Yeah. He's no different, really, than a kid scrawling his name in wet cement. I think there's just a human need—a desire—to be remembered. He has no real idea how to do it, though. So he's doing stuff like writing 200 songs, or a screenplay about Dennis Rodman visiting South Korea—not North Korea. He thinks it's South Korea. At least he's trying to create something. At least he's not going up at night and only watching reruns of Two and a Half Men. He's making stuff no one wants, and maybe deep down, he knows no one wants it. I feel for him.

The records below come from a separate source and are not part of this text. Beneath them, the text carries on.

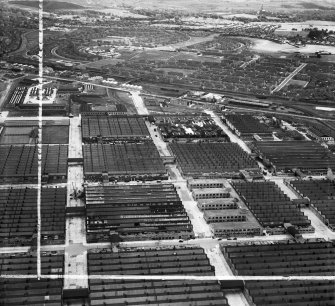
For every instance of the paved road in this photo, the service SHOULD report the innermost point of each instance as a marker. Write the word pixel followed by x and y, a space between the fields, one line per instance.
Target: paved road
pixel 289 78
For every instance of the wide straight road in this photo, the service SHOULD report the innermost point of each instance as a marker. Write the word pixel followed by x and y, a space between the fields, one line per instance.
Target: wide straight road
pixel 289 78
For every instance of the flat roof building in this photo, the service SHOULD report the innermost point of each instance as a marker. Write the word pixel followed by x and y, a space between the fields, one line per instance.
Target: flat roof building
pixel 204 183
pixel 227 215
pixel 210 193
pixel 225 229
pixel 214 204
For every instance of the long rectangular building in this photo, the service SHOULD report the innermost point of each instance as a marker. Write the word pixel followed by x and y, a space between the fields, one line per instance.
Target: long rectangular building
pixel 136 212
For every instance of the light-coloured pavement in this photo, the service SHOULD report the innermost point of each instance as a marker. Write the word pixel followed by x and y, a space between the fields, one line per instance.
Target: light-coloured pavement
pixel 75 252
pixel 139 104
pixel 289 78
pixel 158 140
pixel 233 138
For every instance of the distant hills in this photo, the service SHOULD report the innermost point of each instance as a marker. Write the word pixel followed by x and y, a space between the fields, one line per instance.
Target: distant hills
pixel 49 5
pixel 207 6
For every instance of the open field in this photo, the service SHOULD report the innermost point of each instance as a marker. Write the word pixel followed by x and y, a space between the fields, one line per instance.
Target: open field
pixel 263 45
pixel 217 6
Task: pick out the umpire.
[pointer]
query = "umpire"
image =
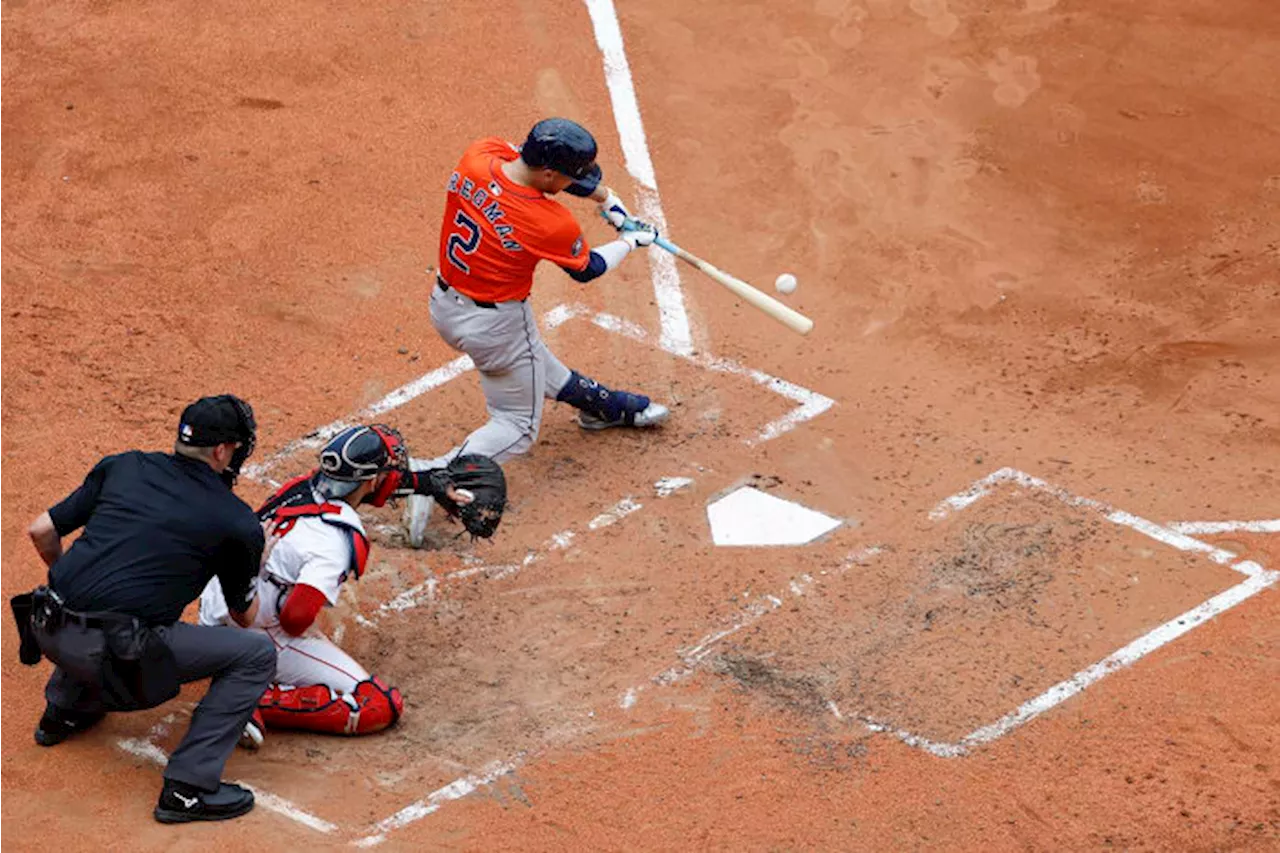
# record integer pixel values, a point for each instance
(156, 528)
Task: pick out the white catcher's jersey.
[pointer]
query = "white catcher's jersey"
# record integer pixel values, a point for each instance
(314, 552)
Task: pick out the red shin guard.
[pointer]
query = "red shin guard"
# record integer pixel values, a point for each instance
(371, 707)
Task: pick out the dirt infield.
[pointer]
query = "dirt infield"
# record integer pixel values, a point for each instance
(1040, 242)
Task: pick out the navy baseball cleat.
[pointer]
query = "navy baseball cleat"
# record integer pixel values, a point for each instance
(650, 415)
(600, 407)
(183, 804)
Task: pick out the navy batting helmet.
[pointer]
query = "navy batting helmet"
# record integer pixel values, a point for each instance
(567, 147)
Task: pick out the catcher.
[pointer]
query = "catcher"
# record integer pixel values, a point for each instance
(316, 542)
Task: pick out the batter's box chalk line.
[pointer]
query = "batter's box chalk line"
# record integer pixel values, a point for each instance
(1256, 579)
(149, 749)
(809, 404)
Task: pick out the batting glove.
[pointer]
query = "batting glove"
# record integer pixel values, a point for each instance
(615, 210)
(639, 233)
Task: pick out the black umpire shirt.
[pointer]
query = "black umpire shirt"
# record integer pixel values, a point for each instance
(156, 529)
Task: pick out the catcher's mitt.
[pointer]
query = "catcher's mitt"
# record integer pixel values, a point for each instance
(484, 480)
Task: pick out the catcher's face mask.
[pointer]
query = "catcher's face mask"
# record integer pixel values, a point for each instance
(396, 466)
(361, 454)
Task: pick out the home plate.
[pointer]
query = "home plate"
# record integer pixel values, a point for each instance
(752, 518)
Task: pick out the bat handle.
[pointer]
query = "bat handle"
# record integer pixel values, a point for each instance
(662, 242)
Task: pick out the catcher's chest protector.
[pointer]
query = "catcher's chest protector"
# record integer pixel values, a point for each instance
(295, 500)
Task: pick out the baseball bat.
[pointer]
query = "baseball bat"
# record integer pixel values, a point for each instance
(787, 316)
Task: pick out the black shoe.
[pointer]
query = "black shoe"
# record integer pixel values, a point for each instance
(182, 803)
(58, 724)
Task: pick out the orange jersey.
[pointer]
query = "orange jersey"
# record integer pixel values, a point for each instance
(496, 231)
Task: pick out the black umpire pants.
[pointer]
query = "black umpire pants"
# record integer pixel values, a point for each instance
(241, 665)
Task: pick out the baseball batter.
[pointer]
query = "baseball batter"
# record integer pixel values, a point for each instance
(318, 542)
(501, 219)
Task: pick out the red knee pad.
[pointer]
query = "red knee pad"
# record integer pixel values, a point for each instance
(380, 706)
(371, 707)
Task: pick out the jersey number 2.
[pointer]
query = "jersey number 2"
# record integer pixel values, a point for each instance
(464, 241)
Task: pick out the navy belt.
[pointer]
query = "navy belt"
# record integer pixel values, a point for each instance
(444, 287)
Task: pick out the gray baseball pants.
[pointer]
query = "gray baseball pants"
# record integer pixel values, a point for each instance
(241, 665)
(517, 372)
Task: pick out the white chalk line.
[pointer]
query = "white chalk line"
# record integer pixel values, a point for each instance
(432, 803)
(693, 656)
(147, 749)
(1127, 656)
(1211, 528)
(1256, 580)
(676, 336)
(425, 592)
(810, 404)
(1157, 532)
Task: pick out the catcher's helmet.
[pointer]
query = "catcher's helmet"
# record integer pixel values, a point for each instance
(567, 147)
(359, 454)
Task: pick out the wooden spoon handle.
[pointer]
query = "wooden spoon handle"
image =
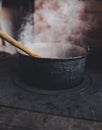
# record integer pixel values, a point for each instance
(18, 44)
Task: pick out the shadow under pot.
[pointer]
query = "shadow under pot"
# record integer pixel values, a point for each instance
(62, 67)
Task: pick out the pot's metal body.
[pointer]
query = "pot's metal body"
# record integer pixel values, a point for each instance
(52, 74)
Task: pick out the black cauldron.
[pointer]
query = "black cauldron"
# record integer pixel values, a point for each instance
(62, 67)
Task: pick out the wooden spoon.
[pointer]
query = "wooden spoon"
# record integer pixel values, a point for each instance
(18, 44)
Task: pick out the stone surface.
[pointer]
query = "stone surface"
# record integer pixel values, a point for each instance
(16, 119)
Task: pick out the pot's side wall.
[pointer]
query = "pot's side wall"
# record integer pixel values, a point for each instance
(51, 74)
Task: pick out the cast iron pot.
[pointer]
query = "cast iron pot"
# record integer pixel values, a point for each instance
(62, 67)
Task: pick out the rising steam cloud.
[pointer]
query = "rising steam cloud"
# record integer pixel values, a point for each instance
(54, 21)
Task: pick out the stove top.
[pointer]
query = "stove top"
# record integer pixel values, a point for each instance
(83, 101)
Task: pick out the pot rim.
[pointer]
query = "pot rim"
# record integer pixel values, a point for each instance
(59, 59)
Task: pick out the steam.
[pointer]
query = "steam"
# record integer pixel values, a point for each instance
(54, 21)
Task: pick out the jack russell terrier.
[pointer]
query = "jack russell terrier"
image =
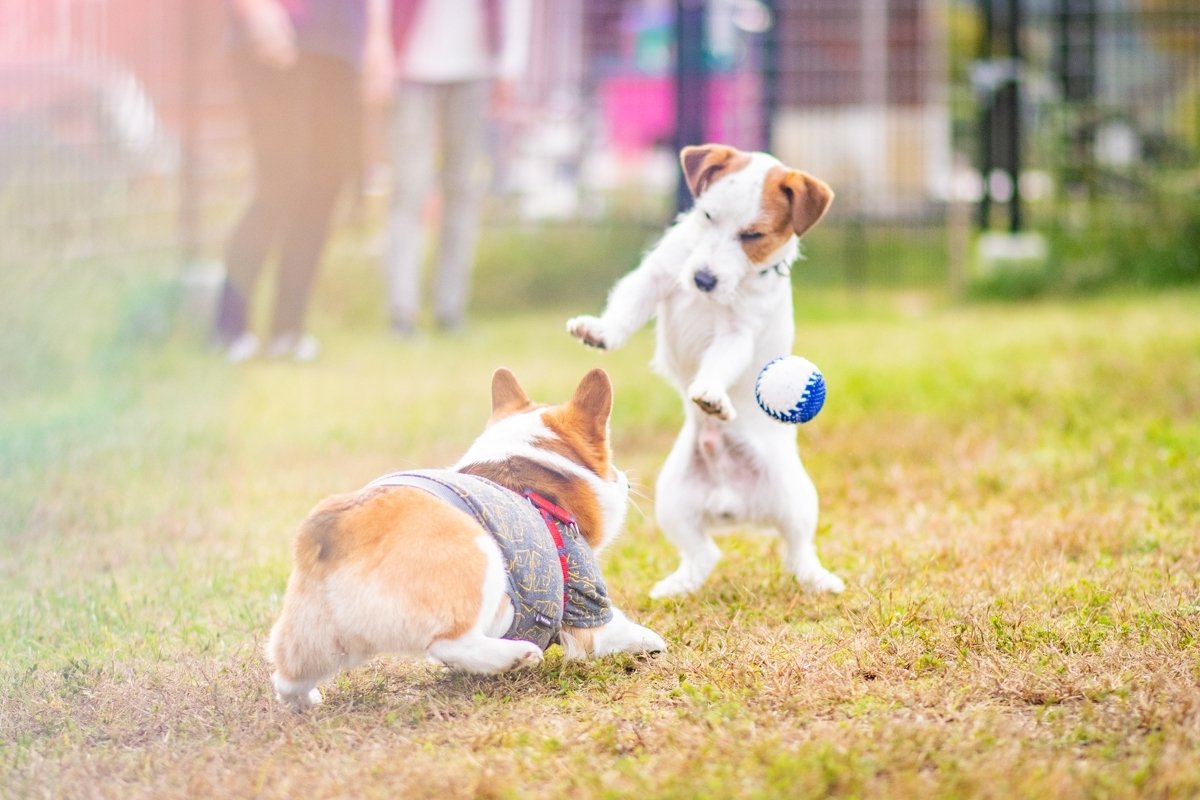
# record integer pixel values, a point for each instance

Have you seen Christopher Guest's Waiting for Guffman?

I have.
That movie bothers me. I find it very mean-spirited. I think Guest has contempt for these small-town people, and these small-town creative dreams. I think he's going after the wrong people. There's nothing wrong with someone living in a small town and wanting to be a part of something creative. If you don't come from New York, if you don't come from LA, those worlds, they seem very faraway. Let people get joy out of creating. Not everyone needs to be a professional, high-end writer or actors in Hollywood. And honestly there are plenty of shit professional actors and writers in Hollywood. So I truly hope it does not come across, in any way, that I'm mocking Randy. I hope he comes off as likable, in an authentic way. Because there are plenty of likable people out there who you might not want to hang out with, but wouldn't mind reading about for an hour.

I'd hang out with Randy. Why not?
You'll go out and get a beer with him, yeah—I would, too. As long as I can go back to my own world after I'm done.

And then you have a story too.
Exactly. At least the guy is fucking interesting. There are so many boring people out there. To me, any sort of individuality, any sort of urge to be different, I think is obviously a good thing. What the fuck's wrong with that? Especially if you're a writer. Hang out with people like that.